In general, the AW1 is pretty quick. From ‘off’ to first picture capture is about 1.5-2.0 seconds. I did notice a very brief lag (about 1/4 to 1/2 of a second) when pushing the start/stop video button, before video capture actually begins or ends. The AW1 is capable of producing consistently very good to excellent still images and very good to excellent HD video, and performance was dependably competitive with (equal to or better than) MILC’s from other manufacturers at this price point and better than any underwater/all weather/extreme sports digital camera that I have used to date.
The AW1 saves images and video clips to SD, SDHC, and SDXC memory cards (including MicroSD with SD adaptor) and provides the ability to save images in either JPEG or RAW formats.
The AW1’s built-in flash (the camera doesn’t feature a hot shoe) is located on the left side (from the rear) of the top deck and a pop-up mechanism raises the flash slightly above the lens axis, so redeye will probably be less of a problem.
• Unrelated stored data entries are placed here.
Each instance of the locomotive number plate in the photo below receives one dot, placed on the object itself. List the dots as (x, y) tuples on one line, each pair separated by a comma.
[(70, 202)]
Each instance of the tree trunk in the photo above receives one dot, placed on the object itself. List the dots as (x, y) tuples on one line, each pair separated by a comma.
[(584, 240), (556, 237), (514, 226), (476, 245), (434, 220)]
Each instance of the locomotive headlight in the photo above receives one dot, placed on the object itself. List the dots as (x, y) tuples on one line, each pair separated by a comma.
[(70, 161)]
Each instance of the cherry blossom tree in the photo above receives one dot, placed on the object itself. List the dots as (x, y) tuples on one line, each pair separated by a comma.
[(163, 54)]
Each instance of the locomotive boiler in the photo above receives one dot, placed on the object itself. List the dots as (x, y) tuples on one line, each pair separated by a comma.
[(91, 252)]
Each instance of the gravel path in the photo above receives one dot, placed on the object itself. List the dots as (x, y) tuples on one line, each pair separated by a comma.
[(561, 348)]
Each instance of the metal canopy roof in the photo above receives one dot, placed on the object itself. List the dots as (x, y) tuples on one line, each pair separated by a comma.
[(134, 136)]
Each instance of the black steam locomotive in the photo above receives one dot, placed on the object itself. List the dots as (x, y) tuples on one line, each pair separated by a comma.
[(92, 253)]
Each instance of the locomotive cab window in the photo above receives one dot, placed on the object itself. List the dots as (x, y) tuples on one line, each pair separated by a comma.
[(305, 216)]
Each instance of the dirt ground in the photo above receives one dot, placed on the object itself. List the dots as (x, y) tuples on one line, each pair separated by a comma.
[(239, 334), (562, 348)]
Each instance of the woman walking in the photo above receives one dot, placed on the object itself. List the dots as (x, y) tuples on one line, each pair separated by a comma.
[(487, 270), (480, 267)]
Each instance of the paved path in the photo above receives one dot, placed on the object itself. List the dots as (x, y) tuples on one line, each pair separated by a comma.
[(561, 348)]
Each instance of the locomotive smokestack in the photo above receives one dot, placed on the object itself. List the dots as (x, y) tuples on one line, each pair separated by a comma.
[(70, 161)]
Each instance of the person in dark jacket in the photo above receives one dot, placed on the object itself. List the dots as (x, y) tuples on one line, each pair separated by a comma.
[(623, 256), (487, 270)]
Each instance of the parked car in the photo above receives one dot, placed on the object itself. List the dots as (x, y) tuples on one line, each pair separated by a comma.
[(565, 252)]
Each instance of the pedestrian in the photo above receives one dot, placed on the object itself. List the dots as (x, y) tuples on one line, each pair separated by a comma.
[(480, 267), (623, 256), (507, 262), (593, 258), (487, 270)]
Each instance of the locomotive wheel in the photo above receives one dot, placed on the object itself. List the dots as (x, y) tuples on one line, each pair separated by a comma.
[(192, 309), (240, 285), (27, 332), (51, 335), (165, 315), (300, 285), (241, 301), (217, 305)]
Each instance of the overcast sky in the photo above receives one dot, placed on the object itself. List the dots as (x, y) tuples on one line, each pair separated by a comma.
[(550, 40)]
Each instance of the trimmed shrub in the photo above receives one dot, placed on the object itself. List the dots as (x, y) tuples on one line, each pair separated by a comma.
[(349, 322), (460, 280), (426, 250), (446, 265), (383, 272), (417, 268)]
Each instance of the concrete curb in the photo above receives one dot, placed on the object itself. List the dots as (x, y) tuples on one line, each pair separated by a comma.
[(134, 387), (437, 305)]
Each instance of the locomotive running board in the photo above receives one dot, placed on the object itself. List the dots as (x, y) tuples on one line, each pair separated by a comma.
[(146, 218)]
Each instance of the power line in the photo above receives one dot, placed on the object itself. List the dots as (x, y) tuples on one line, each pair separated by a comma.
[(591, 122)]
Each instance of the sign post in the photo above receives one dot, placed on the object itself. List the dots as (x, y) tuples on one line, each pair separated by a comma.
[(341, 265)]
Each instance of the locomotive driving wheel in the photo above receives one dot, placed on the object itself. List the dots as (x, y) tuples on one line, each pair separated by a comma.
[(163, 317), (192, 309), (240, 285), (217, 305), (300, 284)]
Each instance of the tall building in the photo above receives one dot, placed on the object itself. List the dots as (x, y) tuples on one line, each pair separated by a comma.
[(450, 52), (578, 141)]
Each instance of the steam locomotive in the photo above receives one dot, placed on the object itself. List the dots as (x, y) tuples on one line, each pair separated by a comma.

Here’s where things get interesting (especially for an underwater/all weather/extreme sports camera). The AW1’s pop-up flash is on a jointed arm that lends itself to easy bounce lighting – simply calculate your bounce distance and hold the flash at the proper angle with the index finger of your left hand (while gripping the camera with your other three fingers and thumb). This feature substantially increases the AW1’s general-use camera capabilities and subtracts nothing from its extreme environment camera capabilities. This means you can shoot reef fish underwater in the morning and bounce-lit portraits indoors in the afternoon.
Nikon claims the AW1 is good for up to 220 exposures with a fully charged EN-EL20 Lithium-ion rechargeable battery. The battery charges outside the camera with the supplied charger and requires about two to three hours for a full charge. Based on my experiences with the AW1, I’d say 220 exposures is a conservative estimate. I used the camera heavily for two weeks and only charged it twice. While the 220 exposures is well below the 480 exposures claimed by Sony for their NEX-3n (I found the NEX-3n was actually only good for about 350 exposures), I would guess the AW1 is actually good for about 250 exposures.
Currently there are only two underwater capable lenses available for the AW1 – the standard 11mm-27.5mm kit zoom (30mm-74mm equivalent) and a slightly faster (f2.8) 10mm (27mm equivalent) prime lens. Other Nikon 1 lenses can be mounted on the AW1, but they render the AW1’s special features (waterproof, shockproof, and freeze-proof) useless. AW1 lenses can’t be mounted on other Nikon 1 cameras.
The Nikon 1 AW1 is sold in two kit packages. The standard kit is the camera and the 11mm-27.5mm zoom lens with a f3.5-f5.6 aperture. The second kit includes both the zoom and the 10mm prime lens with the camera. The kit zoom did show some very minor corner softness, but center sharpness is impressively good. In fact those graduating from P&S digicams will be impressed with just how much difference there is in basic optical quality between most P&S zooms and any decent interchangeable zoom.
The AW1 records HD video at 1920 x 1080p @ 60 fps (and other resolutions and frame rates) with stereo audio. Video clips are sharp, fluid, and hue correct.
The AW1’s default images show very neutral hue accurate colors, balanced contrast, and impressive overall sharpness. Image quality is dependably excellent outdoors in good light and slightly better than average indoors. Shadow detail capture is better than expected and highlight detail capture is noticeably better than average for cameras in this class.
The kit zoom’s f/3.5 maximum aperture is a bit slow for shooting indoors, but should be more than fast enough for most outdoor venues. Center sharpness is pretty good overall, but at the wide-angle end of the zoom corners are slightly soft. I didn’t notice any vignetting (dark corners) and both barrel and pincushion distortion are visible, but appear to be well corrected. Contrast is balanced (but a little flat) and colors are hue accurate and neutral. Chromatic aberration is remarkably well-controlled, but color fringing is occasionally visible in the color transition areas between dark foreground objects and bright backgrounds. There is also a slight tendency toward minor overexposure, in all auto modes, but this problem is easily managed by either selecting a smaller F-stop after switching to Aperture Preferred mode or utilizing the AW1’s exposure compensation function in Program mode to better manage ambient lighting. High ISO images tend to be on the grainy side. This could pose a problem for those photographing underwater in darker areas without a flash.
My final word on the AW1’s image quality is an observation. I expected the colors from this camera to be oversaturated (more intense than they are in real life) because everybody loves those traditional (National Geographic style) bright and colorful pictures of reef fish. I like neutral colors because often oversaturated colors provide a fakey wet paint look. Kudos to Nikon’s product development folks for not sacrificing the possibility of shooting great portraits or expansive landscapes above water to make clown fish look more colorful underwater.